5 Things You Need to Do Now to have Clean CX Data

Mercer Smith-Looper Mercer Smith-Looper · 5 min read

You don’t want to end up buried by a gigantic pile of irrelevant, erroneous, and outdated customer data that feels like it has a mind of its own.

When you keep a tidy house, you always know where to find everything, and almost anyone that visits can find their way around as well. Conversely, if you’ve got a haphazard way of organizing, you may well know where to find things, but it will be close to impossible for anyone else to find their way. The same goes for your customer experience (CX) data: you can only trust the information in your CRM if everything is tidy and organized.

Did you know that over 50% of businesses spend more time cleaning up and tidying their data than actually using it? Imagine what they could be doing with all of that time. We know that better data creates better user experiences, and because of that, many CX teams are hungry for it. Unfortunately, though, no matter how much data you have, it won’t help deliver customer value, increase marketing efficiency, or do much of anything if it’s incorrect, incomplete, or messy.

In this blog, we’ll break down five ways that you can impact the cleanliness of your CX data right now. From steps to take before conceptualizing your CRM structure, and how to right the ship if you’re already far into your data journey. Don’t worry; we’ve got your back.

Consider what you need

If you don’t already have a CRM filled with data, you can make a huge impact right from the start. The most successful data strategies match the company’s needs. As you start to conceptualize what you want your data to look like, think about your future goals, and who will be using this data moving forward. For instance, if you’re building your data structure primarily for your customer success team to use, you’ll include different information than you would for your marketing team.

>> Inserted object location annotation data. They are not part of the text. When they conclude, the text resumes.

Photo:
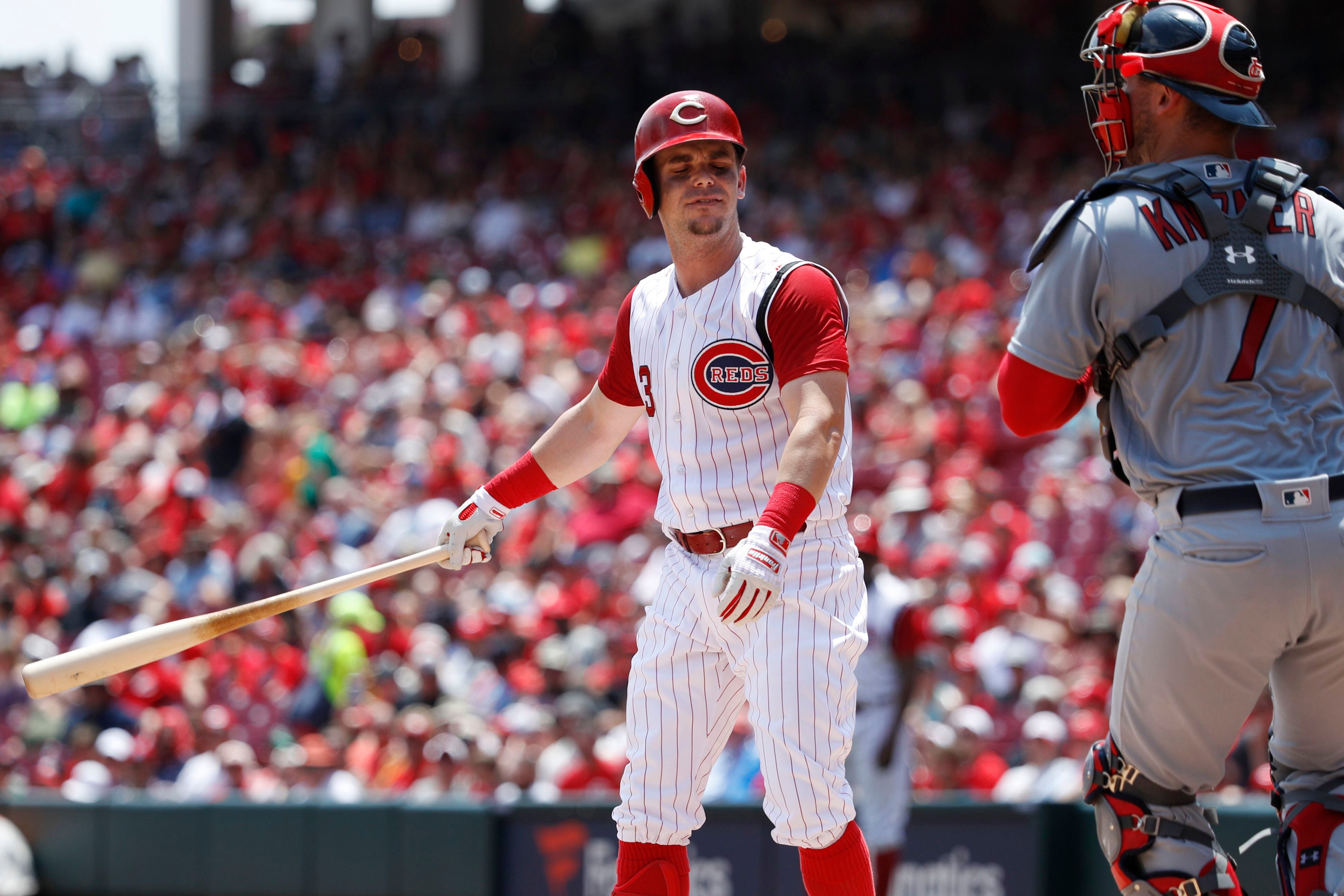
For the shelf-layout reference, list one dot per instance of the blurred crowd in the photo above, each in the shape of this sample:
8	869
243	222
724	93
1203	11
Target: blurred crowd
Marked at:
289	354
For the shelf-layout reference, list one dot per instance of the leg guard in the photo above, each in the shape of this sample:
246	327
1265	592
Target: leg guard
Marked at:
1311	839
1135	814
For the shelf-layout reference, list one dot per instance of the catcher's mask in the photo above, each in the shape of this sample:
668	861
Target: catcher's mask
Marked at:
1193	47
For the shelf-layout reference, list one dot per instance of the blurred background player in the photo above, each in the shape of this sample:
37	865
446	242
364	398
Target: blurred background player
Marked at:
884	743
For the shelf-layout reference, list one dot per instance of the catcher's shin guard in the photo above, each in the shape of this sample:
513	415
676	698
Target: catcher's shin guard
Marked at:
1311	821
1124	802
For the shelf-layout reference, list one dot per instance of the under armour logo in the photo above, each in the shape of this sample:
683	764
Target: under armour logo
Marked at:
1121	778
682	120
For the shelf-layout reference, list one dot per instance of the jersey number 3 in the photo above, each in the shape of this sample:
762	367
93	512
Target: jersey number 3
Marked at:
647	385
1253	338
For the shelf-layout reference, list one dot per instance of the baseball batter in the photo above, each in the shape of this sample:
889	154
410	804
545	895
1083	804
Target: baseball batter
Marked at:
736	356
1201	295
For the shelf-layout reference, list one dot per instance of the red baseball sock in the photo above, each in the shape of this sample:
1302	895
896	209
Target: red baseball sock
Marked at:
840	870
888	861
651	870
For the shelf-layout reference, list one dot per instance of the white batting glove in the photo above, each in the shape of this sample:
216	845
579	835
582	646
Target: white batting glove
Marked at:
750	576
480	514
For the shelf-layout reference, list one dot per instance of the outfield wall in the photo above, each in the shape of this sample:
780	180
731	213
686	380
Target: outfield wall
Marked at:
150	848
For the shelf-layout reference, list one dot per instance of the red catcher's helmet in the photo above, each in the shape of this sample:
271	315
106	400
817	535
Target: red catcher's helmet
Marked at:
1194	47
681	118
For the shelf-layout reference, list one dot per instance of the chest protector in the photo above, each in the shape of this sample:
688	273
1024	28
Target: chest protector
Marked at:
1238	262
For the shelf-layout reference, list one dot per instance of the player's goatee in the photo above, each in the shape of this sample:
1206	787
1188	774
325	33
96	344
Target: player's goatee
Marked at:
706	227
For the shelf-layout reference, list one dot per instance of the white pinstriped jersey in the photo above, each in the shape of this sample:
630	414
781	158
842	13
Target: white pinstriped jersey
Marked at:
717	422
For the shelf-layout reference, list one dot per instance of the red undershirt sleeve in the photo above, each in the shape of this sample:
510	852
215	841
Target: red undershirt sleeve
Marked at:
617	377
1035	401
807	324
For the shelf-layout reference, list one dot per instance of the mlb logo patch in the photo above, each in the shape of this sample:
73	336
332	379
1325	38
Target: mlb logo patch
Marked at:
1297	497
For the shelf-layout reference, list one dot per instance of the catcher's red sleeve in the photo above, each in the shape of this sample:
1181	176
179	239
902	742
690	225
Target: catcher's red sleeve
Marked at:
1035	401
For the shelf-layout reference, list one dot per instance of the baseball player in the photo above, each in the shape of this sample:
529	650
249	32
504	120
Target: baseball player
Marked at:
879	765
736	356
1201	295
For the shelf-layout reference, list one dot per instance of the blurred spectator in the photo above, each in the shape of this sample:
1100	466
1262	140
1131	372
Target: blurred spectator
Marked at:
1045	776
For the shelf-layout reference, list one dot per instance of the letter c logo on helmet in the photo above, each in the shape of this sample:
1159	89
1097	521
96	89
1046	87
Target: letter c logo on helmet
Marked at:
667	124
682	120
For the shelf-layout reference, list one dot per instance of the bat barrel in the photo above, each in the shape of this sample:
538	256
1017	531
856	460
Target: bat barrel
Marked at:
85	665
53	675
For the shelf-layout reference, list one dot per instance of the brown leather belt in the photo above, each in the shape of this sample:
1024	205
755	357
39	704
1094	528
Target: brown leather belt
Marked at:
713	541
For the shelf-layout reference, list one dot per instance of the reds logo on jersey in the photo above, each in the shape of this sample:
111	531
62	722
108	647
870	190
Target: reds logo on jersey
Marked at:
732	374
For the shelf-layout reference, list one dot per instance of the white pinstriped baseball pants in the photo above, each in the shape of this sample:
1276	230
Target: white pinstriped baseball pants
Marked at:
795	667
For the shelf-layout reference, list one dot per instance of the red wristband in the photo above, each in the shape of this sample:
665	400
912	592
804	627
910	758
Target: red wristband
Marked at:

That said, don’t go overboard. Less is more: you don’t need to have everything mapped and set up from the start. Begin by defining the bare minimum: rules for formatting data, how you’d like to treat standard abbreviations, and how you’d like to treat common titles or proper nouns. Not sure what we mean? Think about all of the different ways to write a phone number:

  • 555-555-5555
  • (555)-555-5555
  • 5555555555

Start with a clear set of rules for how you want these things to look, and you’ll save yourself heaps of trouble in the future.

If you already have rules in place and have a data ecosystem up and running, revisit them regularly, and look for opportunities to optimize or automate. About 30% of company data becomes outdated every year. Companies change, and your data will change with it. Traditionally, companies only pay attention to data cleaning when they are migrating or first implementing their CRM. You don’t have to wait that long! Check-in with your data processes regularly and save yourself and your customers time and pain.

Audit your data

According to Health Data Management, close to 90% of data management professionals say they’ve added bad data to their data stores. The chances are high that someone at some point has added some incorrect or improperly formatted data to your CRM. Rather than explicitly tracking down the wrong-doer, instead, create a process to start catching the issues as they happen or stopping them before they occur.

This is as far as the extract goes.